Although much of the discussion around the potential harms of deepfakes has centered on political misinformation and propaganda, the use of this technology to target women has been a constant since its creation. Indeed, that was how the tech first spread, with users on Reddit adapting AI research published by academics to create fake celebrity pornography.

A recent report from HuffPost highlighted how being targeted by deepfake pornography and nudes can upend someone’s life. As with revenge porn, these images can be used to shame, harass, intimidate, and silence women. There are forums where men can pay experts to create deepfakes of co-workers, friends, or family members, but tools like DeepNude make it easy to create such images in private, and at the touch of a button.

Notably, the app is not capable of producing nude images of men. As reported by Motherboard, if you feed it a picture of a man it simply adds a vulva.

The creator of the DeepNude app, who identified himself as “Alberto,” told Motherboard that he was inspired by memories of old comic book adverts for “X-ray specs,” which promised they could be used to see through peoples’ clothes. “Like everyone, I was fascinated by the idea that they could really exist and this memory remained,” said Alberto.

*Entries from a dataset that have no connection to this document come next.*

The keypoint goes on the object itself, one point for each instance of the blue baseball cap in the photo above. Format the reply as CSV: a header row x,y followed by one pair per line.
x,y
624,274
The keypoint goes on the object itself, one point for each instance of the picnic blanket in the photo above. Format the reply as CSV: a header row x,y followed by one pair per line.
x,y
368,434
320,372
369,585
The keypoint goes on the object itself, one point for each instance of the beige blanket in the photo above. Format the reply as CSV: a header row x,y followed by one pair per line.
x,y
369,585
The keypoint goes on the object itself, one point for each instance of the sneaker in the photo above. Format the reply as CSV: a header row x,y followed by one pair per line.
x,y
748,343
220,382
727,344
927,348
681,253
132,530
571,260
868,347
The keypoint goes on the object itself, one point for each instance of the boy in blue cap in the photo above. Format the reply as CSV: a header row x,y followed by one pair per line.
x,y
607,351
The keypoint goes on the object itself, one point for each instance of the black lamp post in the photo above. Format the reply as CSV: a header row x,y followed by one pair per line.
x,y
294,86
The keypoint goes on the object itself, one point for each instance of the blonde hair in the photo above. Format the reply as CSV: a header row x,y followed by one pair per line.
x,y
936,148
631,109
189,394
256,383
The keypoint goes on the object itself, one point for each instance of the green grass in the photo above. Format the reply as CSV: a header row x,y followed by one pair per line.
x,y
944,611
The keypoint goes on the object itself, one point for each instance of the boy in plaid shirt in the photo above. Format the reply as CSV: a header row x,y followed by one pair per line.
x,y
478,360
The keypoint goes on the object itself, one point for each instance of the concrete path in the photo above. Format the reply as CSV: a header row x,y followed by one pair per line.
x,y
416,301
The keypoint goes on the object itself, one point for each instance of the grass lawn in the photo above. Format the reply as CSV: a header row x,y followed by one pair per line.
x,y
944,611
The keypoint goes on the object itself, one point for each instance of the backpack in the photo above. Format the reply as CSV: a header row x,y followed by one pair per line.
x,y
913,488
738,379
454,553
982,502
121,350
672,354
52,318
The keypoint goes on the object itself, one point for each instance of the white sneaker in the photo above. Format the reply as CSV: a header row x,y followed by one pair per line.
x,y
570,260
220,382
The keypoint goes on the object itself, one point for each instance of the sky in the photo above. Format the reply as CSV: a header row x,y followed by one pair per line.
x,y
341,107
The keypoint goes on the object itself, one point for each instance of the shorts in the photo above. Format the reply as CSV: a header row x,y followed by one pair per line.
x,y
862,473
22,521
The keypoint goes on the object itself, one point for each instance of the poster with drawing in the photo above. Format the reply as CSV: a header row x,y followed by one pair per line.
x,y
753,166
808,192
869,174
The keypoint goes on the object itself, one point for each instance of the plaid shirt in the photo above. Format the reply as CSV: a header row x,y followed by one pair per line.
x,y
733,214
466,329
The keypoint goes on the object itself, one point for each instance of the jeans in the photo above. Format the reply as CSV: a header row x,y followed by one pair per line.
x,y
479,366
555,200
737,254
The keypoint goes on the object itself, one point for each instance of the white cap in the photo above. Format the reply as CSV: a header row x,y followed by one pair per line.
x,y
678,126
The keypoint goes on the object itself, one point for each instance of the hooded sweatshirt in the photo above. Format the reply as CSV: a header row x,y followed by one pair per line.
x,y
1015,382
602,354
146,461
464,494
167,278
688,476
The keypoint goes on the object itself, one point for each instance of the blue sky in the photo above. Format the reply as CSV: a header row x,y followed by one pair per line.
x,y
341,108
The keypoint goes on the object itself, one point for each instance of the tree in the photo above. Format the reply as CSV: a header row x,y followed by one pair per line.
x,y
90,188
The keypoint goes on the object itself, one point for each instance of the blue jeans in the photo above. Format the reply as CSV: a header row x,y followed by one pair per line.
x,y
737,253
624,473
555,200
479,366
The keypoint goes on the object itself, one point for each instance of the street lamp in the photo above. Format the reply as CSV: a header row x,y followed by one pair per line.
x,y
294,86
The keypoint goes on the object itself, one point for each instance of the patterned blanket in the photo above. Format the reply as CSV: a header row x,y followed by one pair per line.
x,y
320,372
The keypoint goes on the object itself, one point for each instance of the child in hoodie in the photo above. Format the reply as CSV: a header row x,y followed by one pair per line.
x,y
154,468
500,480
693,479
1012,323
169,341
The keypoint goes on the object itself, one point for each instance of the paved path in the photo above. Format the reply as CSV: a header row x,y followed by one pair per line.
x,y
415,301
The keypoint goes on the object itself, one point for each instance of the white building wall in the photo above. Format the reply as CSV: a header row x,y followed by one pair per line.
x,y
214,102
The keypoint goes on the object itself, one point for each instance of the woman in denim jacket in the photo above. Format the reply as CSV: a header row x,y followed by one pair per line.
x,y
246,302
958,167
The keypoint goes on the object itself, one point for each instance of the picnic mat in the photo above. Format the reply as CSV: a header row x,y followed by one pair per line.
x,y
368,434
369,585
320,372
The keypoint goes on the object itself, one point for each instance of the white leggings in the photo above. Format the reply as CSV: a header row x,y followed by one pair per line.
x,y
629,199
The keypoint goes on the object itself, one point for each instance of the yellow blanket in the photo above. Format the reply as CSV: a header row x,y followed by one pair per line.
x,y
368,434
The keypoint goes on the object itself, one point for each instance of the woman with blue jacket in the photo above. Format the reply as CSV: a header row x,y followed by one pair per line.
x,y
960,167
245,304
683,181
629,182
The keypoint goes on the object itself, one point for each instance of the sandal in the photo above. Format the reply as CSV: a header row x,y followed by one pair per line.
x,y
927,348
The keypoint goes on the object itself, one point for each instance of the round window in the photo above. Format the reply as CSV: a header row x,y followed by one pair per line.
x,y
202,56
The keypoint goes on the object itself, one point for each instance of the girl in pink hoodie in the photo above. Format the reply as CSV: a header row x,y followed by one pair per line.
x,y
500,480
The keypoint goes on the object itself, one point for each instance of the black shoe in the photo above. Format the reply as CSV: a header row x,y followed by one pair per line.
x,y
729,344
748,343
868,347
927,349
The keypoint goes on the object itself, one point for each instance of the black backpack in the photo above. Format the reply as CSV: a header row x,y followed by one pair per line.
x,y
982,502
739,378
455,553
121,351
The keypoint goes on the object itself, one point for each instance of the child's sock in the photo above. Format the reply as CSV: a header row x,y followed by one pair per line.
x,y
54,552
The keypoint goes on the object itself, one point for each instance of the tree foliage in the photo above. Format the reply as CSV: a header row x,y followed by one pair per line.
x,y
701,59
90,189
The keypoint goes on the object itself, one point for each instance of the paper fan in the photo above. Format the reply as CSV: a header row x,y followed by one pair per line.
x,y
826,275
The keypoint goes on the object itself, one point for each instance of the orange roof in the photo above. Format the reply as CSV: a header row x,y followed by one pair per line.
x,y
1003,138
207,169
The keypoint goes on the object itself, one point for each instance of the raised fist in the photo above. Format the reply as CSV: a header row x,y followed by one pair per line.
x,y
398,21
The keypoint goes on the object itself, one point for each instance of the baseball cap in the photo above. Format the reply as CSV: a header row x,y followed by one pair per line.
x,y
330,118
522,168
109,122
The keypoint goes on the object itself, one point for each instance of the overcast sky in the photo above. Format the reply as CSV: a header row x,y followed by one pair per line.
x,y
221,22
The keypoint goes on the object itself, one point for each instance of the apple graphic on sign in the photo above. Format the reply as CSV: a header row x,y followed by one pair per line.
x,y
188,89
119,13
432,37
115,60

He says that he is a “technology enthusiast” rather than a voyeur, and is motivated by curiosity and enthusiasm for AI, as well as a desire to see if he could make an “economic return” from his experiments.


A paid version of the app offers smaller watermarks and higher-quality images.

Alberto says he considered the potential for harm caused by this software, but ultimately decided it was not a barrier. “I also said to myself: the technology is ready (within everyone’s reach),” Alberto told Motherboard. “So if someone has bad intentions, having DeepNude doesn’t change much … If I don’t do it, someone else will do it in a year.”

We contacted Alberto to ask further questions, and he replied briefly, saying the app was created for fun and that he hadn’t expected it to become so popular. He again compared the software to Photoshop, saying this can be used to achieve the same results as DeepNude “after half hours of youtube tutorial.” He also added that if people started using the software for malicious purposes “we will quit it for sure.” (We followed up to ask what counted as a bad use-case, and how he would know, but have yet to receive an answer.)

One negative aspect that Alberto does seem to be worried about is the potential legal fallout, with the license agreement for DeepNude claiming that “every picture edited through this software is considered a fake parody,” and that the app is an “entertainment service” that does “not promote sexually explicit images.” This is an absurd claim to make, given the app’s name, how it’s being marketed, and, well, its entire functionality.

Deepfakes do exist in a legal gray area though, with lawyers saying that AI-generated nudes could constitute defamation, but that removing them from the internet would be a possible violation of the First Amendment. An exception to this might be if the technology is used to create nude images of minors — something that DeepNude seems capable of.

Right now, politicians around the world are beginning to consider the potential harms caused by deepfakes, including in the US. But such legislation will be slow to assemble, and the main priority for lawmakers is stopping the spread of political misinformation. Apps like DeepNude are almost certain to proliferate, offering faster and more realistic deepfakes in the years to come.